Hmm, are you able to point us to any of these "benchmarks" with unsafe settings?

AFAIK, until recently (i.e. the last month), there weren't any such benchmarks released by MongoDB - and then, only for 3.x.

I'd be very surprised if any such benchmarks exist, as you claim.

Disclaimer - I work for MongoDB Inc.

MongoDB is advertised as general purpose database though and majority of people use it that way.
Sure. And that's why the configuration was changed years ago.
The article actually talks about the configuration change. The issues are still there.
I'm not sure we've read the same article.
Quick -- give an example of something else unrelated to the original article expressing your disgust with it.
I don't really have a strong opinion in the game but mind you that MongoDB is pretty darn fast http://www.peterbe.com/plog/fastestdb At least when you're not at scale.

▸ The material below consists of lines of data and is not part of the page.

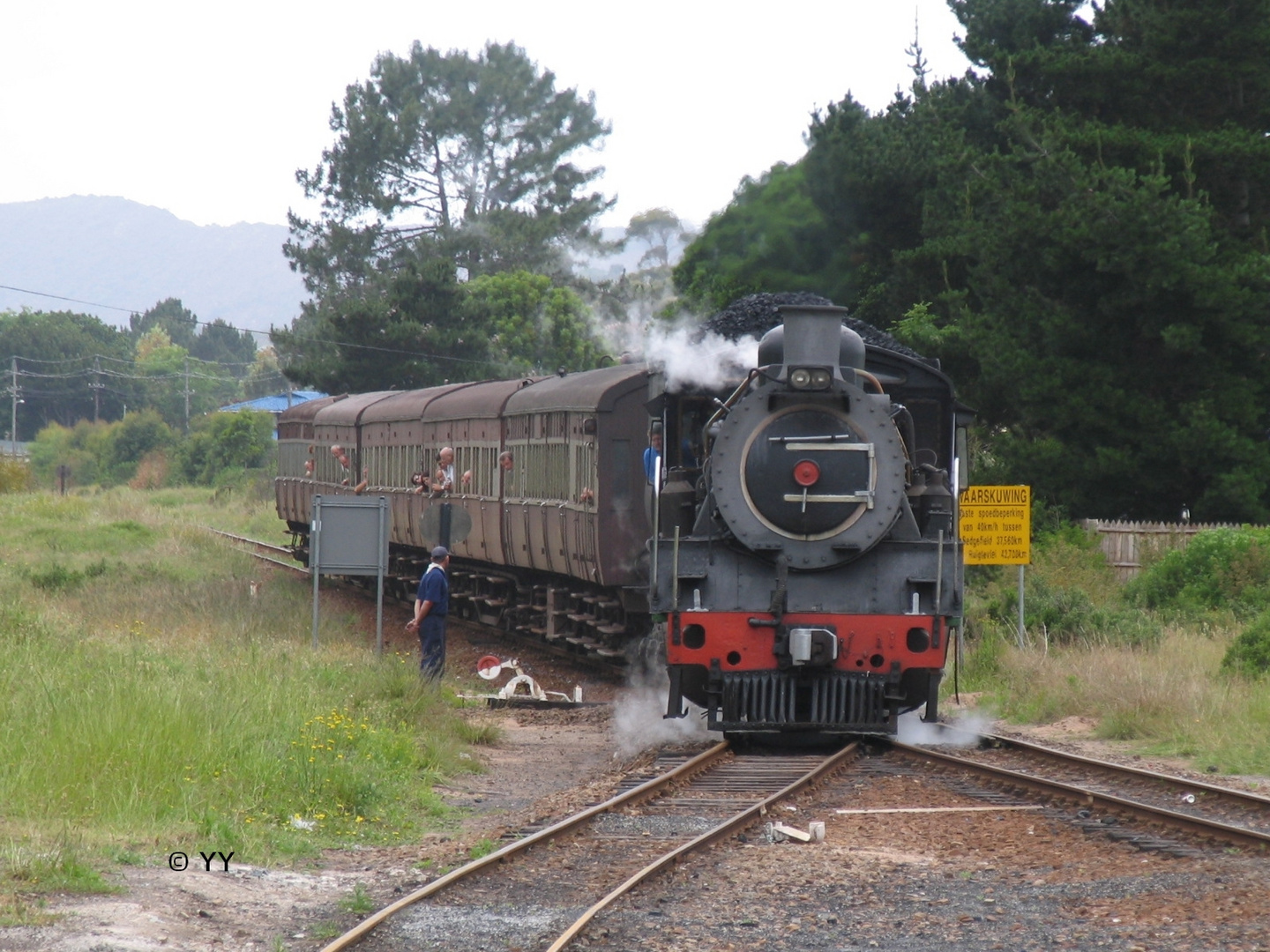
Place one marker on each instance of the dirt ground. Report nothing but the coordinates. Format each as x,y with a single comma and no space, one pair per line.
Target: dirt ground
546,764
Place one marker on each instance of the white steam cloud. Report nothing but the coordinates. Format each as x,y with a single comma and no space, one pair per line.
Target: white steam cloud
968,729
709,362
638,721
683,353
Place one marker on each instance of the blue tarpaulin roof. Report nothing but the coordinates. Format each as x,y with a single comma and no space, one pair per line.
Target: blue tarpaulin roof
276,403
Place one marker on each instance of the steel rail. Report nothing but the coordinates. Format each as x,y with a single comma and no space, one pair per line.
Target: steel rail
1247,796
698,763
1145,811
743,819
257,544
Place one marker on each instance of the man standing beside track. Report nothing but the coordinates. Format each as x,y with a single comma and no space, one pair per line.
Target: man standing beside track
430,606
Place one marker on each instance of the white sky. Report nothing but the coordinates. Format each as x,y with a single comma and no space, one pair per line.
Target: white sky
208,109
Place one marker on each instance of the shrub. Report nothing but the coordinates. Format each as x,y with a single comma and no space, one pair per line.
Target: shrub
1221,569
1250,651
224,441
152,471
14,475
136,437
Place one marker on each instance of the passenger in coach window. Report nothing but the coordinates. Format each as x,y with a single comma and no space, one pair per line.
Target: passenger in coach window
444,480
653,455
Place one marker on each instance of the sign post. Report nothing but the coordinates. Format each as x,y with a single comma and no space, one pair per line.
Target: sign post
349,536
996,530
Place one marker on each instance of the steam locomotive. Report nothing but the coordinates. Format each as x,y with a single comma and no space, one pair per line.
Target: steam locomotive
787,542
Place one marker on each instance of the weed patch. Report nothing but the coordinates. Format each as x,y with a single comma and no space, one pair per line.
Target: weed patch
153,698
1250,651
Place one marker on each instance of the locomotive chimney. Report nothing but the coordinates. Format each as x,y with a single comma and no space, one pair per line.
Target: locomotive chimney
811,337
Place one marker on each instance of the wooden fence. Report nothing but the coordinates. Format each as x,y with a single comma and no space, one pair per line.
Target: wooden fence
1125,544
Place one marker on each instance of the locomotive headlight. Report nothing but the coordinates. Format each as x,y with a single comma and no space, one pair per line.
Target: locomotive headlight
811,378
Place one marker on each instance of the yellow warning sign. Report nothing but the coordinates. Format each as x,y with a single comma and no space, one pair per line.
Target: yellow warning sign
996,524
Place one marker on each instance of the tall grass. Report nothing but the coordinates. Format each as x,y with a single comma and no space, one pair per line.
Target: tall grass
150,698
1151,678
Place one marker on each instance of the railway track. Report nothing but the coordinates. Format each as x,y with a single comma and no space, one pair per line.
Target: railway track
592,859
265,551
1146,799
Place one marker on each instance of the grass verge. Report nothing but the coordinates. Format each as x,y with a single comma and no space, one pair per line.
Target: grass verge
1149,677
150,703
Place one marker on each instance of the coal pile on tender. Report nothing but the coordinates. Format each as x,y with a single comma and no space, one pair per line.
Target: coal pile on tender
755,315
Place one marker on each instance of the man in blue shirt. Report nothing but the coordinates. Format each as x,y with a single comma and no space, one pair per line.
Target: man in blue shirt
653,457
430,607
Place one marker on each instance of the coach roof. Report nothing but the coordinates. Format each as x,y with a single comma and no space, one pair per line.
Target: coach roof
481,400
407,404
588,390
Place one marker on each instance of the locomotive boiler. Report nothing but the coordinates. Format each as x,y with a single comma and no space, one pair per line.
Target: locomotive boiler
808,570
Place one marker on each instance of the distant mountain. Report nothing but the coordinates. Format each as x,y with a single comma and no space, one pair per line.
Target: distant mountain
121,253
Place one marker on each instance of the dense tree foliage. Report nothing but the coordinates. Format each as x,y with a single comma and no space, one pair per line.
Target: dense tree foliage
424,329
56,365
452,156
531,325
446,167
145,450
1079,230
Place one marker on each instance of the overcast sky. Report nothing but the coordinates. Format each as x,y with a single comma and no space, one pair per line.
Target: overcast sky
207,109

And it's pretty cool that you can make a choice between fast writes or safe writes. You can't have both but at least you can have the choice.

Having said all that, I generally prefer Postgres in almost every possible case.

However, this RethinkDB project looks sexy and with a great potential.

/dev/null is pretty darn fast, too. https://www.youtube.com/watch?v=b2F-DItXtZs
You know this benchmark is bullshit because it says memcache is slower than redis (at editing) and mongo (at creating and deleting) and motor (at creating).